The researchers identified 28,198 adults with diabetes who were not on insulin and were hospitalized in the VHA health system for heart failure (18%), coronary artery disease (13%), chronic obstructive pulmonary disease (10%), pneumonia (9.6%), and urinary tract infection (7.5%), and less often and not in decreasing order, for acute coronary syndrome, arrhythmia, asthma, chest pain, conduction disorders, heart valve disorders, sepsis, skin infection, stroke, and transient ischemic attack.

Of these patients, 2,768 patients (9.8%) received diabetes medication intensification, and the researchers matched 2,648 of these patients with an equal number of patients who did not receive this treatment intensification.

The patients in each group had a mean age of 73 and 98.5% were male; 78% were White.

They had a mean A1c of 7.9%. Most were receiving sulfonylurea (43%) or metformin (39%), and few were receiving thiazolidinediones (4.1%), alpha-glucosidase inhibitors (2.7%), dipeptidyl peptidase 4 inhibitors (2.0%), or other types of diabetes drugs (0.1%).

Of the 2,768 patients who received intensified diabetes medication, most received a prescription for insulin (51%) or sulfonylurea (23%).

In the propensity-matched cohort, patients with intensified diabetes medication had a higher rate of severe hypoglycemia at 30 days (1% vs. 0.5%), which translated into a significant twofold higher risk (hazard ratio, 2.17).
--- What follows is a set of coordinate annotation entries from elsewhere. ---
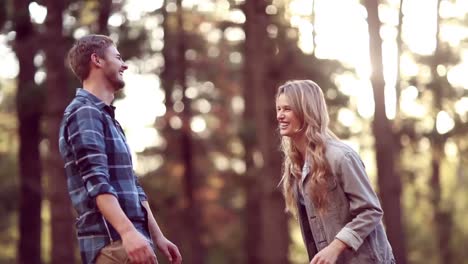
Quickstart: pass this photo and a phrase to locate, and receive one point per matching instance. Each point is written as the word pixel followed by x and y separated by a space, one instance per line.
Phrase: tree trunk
pixel 267 239
pixel 105 8
pixel 388 180
pixel 442 216
pixel 28 102
pixel 191 182
pixel 61 215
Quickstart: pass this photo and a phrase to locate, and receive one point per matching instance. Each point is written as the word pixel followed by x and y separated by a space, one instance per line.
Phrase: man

The rates of severe hypoglycemia at 1 year were similar in both groups (3.1% and 2.9%).

The incidence of severe hyperglycemia was the same in both groups at 30 days (0.3%) and 1 year (1.3%).

In secondary outcomes, at 1 year, 48% of new oral diabetes medications and 39% of new insulin prescriptions were no longer being filled.

Overall, patients who were discharged with intensified diabetes medication were significantly less likely to die within 30 days than the other patients (1.3% vs. 2.4%; HR, 0.55).

However, this mortality benefit was found only in the subgroup of 2,524 patients who had uncontrolled diabetes when they were admitted to hospital (A1c >7.5%; mean A1c, 9.1%), and not in the propensity-matched subgroup of 2,672 patients who had controlled diabetes then (A1c up to 7.5%; mean A1c, 6.8%).

There was no significant difference in 1-year mortality in patients with versus without intensified treatment (15.8% vs. 17.8%).

There were also no significant between-group difference in rates of hospital readmission at 30 days (roughly 17%) or 1 year (roughly 51%).

The decreases in mean A1c from hospital discharge to 1 year later were also the same in both groups (going from 7.9% to 7.7%).

The study was funded by grants from the National Institute on Aging and the American College of Cardiology. Anderson has no relevant financial disclosures. McCoy reported receiving grants from the National Institute of Diabetes and Digestive and Kidney Diseases, AARP, and the Patient-Centered Outcomes Research Institute outside the submitted work. The disclosures of the other authors and the editorial coauthor are available with the article and commentary.